Carlos Araújo, da Rádio ONU em Nova Iorque.
O próximo mundial de futebol na África do Sul oferece uma oportunidade tanto para reavaliar a questão do racismo no desporto como para reforçar o grande potencial do evento no combate à xenofobia e outras formas de intolerância na sociedade.
A afirmação consta da mensagem divulgada pela Alta Comissária da ONU para os Direitos Humanos, Navi Pillay, por ocasião do Dia Internacional para a Eliminação da Discriminação Racial, que se comemora no domingo.
Simbolismo
Ela afirmou que o simbolismo do mundial de futebol 2010 é muito importante. Pillay relembrou que o evento terá lugar pela primeira vez em África, numa nação que durante muitos anos praticou uma política de racismo institucionalizado.
A Alta Comissária sublinhou que a decisão de organizar o mundial na África do Sul foi um factor na escolha de um tema desportivo para as comemorações do dia internacional para a eliminação do racismo.
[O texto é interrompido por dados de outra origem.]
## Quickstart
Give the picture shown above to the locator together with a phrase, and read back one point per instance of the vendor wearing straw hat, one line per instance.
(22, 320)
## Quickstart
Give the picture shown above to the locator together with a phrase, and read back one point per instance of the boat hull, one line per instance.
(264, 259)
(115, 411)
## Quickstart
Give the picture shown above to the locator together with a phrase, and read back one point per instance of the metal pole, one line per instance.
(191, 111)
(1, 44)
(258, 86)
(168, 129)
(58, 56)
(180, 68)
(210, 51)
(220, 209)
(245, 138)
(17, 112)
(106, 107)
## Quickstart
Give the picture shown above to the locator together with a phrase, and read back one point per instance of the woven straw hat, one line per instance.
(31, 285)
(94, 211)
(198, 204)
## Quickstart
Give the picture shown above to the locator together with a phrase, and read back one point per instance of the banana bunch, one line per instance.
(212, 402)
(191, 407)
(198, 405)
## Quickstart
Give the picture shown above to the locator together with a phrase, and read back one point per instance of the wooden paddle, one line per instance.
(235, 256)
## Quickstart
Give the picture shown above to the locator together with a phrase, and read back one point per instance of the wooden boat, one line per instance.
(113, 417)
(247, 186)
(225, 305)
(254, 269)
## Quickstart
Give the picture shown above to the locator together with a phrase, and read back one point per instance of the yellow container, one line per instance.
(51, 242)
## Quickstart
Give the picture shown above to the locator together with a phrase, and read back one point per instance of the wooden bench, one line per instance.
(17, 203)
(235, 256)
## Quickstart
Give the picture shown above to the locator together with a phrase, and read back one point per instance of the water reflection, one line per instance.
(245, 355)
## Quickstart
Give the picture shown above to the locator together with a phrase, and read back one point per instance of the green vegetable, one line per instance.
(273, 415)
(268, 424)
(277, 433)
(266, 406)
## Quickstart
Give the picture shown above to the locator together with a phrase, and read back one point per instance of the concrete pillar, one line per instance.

Xabier Celaya, porta-voz do Alto Comissariado para os Direitos Humanos, disse à Rádio ONU, de Genebra, que Navi Pillay enfatizou na sua mensagem os vários incidentes de racismo que nos últimos anos têm ocorrido em campos de futebol através do mundo.
Pillay disse que o racismo no desporto é um problema em muitos países e muitas modalidades desportivas. Ela pediu aos dirigentes para seguirem o exemplo de duas das principais autoridades do futebol, FIFA e UEFA, e planearem campanhas sérias para erradicar o racismo do desporto aos níveis local, nacional e internacional"disse.
Massacre
O Dia Internacional para a Eliminação da Discriminação Racial, comemorado a 21 de Março, marca o aniversário do massacre de Sharpeville, quando dezenas de manifestantes pacíficos, que protestavam contra o apartheid, foram mortos pela polícia sul-africana.